Yurtbank Davası'ndan 34 yıl hapis çıktı

Güncelleme Tarihi:

Yurtbank Davasından 34 yıl hapis çıktı
Oluşturulma Tarihi: Aralık 24, 2004 19:38

Ali Avni Balkaner'in 34 yıl 7 ay ağır hapis cezasına çarptırıldığı "Yurtbank Davası"nın gerekçeli kararında, "Balkaner ve haklarında mahkumiyet hükmü kurulan sanıkların, suça konu eylemleri bilerek ve isteyerek, suç işleme kastı içinde gerçekleştirdiklerinin yapılan yargılama sonucunda ortaya çıktığı" ifade edildi.

Haberin Devamı

İstanbul 8. Ağır Ceza Mahkemesi'nin “Yurtbank Davası”na ilişkin hazırladığı 139 sayfalık gerekçeli kararda, bin 353 müştekinin adına ayrı ayrı yer verdi.

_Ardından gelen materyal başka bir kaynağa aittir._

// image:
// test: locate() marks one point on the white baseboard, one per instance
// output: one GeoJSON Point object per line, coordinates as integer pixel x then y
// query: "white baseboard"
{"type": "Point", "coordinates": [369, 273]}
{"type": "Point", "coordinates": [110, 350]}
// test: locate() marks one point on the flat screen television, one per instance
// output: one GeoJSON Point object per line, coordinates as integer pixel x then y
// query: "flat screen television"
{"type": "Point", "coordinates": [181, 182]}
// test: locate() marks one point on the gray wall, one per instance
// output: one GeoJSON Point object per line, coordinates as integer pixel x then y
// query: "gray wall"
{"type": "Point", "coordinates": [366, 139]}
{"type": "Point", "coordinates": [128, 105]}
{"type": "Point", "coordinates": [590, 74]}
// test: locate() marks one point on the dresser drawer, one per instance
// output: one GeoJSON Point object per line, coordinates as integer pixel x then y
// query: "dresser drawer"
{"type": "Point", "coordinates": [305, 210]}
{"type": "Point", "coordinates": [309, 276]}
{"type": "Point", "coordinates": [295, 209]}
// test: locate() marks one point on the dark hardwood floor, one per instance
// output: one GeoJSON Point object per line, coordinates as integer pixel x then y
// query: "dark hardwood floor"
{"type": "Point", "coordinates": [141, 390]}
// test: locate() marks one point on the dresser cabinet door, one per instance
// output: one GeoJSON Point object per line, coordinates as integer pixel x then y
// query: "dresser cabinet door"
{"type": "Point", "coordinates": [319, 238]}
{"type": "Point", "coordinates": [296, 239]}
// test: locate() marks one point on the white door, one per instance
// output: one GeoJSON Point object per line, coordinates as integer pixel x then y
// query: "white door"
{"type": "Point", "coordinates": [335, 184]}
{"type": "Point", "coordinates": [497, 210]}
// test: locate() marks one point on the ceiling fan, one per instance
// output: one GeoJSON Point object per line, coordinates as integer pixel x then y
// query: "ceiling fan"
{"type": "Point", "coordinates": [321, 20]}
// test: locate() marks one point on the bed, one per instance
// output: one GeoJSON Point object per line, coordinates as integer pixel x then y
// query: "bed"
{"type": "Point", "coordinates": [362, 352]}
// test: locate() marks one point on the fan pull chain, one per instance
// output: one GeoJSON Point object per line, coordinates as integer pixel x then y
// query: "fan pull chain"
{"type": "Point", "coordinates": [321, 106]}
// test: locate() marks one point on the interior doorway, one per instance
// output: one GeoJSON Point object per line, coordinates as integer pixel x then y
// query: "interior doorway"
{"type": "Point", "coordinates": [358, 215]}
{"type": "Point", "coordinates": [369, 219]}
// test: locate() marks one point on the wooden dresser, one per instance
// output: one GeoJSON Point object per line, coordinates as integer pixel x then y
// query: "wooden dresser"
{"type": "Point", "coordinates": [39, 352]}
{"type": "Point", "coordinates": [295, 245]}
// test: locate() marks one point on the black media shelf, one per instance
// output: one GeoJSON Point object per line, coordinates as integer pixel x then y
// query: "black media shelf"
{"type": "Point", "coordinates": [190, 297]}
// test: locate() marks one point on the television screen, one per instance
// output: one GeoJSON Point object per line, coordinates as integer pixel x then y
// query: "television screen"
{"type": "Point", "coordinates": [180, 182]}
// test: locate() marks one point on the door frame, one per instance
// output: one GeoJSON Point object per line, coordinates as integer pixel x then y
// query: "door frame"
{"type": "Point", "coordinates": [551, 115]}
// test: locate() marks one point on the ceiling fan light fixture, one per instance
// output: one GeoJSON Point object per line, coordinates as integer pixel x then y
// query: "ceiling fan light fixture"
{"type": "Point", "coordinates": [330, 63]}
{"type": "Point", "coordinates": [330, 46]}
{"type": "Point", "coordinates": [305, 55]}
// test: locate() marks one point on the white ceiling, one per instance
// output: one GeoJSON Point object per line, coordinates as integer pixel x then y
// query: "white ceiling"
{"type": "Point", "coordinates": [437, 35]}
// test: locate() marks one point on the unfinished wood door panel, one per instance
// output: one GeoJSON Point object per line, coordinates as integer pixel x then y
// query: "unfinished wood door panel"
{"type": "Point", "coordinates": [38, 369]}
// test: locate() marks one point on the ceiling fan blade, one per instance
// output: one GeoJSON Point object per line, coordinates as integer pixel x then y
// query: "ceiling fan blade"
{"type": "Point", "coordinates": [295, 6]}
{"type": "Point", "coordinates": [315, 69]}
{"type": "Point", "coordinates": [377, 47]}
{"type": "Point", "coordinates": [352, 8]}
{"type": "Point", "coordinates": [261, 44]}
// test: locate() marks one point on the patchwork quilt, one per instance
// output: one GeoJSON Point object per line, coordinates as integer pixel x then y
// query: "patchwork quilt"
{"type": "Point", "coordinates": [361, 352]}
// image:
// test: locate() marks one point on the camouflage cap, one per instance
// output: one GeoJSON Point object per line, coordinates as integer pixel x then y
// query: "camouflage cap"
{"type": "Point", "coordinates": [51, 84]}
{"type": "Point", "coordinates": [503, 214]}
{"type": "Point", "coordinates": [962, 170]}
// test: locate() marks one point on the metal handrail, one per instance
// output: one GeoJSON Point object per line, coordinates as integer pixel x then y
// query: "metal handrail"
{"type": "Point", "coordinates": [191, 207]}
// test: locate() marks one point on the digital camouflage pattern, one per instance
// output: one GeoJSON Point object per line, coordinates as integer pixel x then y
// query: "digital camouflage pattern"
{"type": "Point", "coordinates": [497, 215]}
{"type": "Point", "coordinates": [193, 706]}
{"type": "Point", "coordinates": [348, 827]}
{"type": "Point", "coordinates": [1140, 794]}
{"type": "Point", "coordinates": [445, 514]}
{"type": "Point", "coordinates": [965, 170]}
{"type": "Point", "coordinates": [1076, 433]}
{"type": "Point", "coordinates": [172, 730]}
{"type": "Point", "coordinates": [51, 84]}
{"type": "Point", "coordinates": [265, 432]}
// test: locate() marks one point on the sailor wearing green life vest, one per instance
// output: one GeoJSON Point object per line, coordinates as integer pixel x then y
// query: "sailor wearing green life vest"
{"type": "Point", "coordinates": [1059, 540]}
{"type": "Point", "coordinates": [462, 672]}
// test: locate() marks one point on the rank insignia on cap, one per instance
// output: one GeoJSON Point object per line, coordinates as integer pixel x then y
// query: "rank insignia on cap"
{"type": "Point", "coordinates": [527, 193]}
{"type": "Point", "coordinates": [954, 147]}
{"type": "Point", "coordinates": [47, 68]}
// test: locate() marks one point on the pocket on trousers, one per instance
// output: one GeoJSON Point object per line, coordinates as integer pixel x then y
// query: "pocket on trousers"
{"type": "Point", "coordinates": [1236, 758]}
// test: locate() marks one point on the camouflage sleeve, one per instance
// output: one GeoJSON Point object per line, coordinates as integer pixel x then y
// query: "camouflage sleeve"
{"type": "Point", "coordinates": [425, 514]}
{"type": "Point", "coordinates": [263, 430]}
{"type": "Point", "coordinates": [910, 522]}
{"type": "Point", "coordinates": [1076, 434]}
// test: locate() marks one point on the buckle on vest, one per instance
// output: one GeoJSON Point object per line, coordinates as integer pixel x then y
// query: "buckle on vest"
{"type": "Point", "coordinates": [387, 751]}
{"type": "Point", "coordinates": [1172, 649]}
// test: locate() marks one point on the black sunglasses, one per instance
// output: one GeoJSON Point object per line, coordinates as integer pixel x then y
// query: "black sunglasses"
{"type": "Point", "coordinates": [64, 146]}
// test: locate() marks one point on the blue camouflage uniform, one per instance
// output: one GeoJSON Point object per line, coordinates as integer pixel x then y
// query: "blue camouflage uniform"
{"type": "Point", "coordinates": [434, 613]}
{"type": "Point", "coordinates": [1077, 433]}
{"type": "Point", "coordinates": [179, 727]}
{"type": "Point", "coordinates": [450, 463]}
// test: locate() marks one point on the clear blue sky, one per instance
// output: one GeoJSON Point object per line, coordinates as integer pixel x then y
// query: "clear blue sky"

İddianamelerin, davanın gelişiminin ve davaya ilişkin hazırlanan bilirkişi raporlarının ayrıntılarıyla açıklandığı kararda, sanık Ali Avni Balkaner ve haklarında mahkumiyet hükmü kurulan sanıkların, suça konu eylemleri bilerek ve isteyerek, bilinçli bir şekilde suç işleme kastı içinde gerçekleştirdiklerinin yapılan yargılama sonucunda ortaya çıktığı ifade edildi. ”Suça konu eylemlerin, ticari ilişkiler kılıfı altında bankanın kaynaklarının iç edilmesi hareketi olduğu” belirtilen kararda, birden fazla metot uygulanarak “dolandırıcılık” suçunun gerçekleştirildiği anlatıldı.
  
"DOLANDIRICILIK” SUÇUNUN METOTLARI
  
Öncelikle banka kaynaklarından Balkaner grubu firmalarına usulsüz şekilde kredi verildiği, Çamlıca Konakları'nın satışı kullanılarak bazı usulsüzlükler yapıldığı, daha sonra da off-shore banka kurularak müşteki-müdahillere karşı “bankayı vasıta kılarak dolandırıcılık” suçu işlendiği belirtilen kararda, “fiduciary işlemlerle banka kaynaklarının banka vasıta kılınarak iç edildiği” anlatıldı.

Haberin Devamı

Ali Avni Balkaner'in bu eylemler sonucunda milyonlarca dolar zararla hakim hissedarı olduğu bankaya devlet tarafından el konulmasına sebebiyet verdiği belirtilen kararda, bu zararın devletin üzerine, dolaylı olarak da toplumun üzerine yüklendiği bildirildi.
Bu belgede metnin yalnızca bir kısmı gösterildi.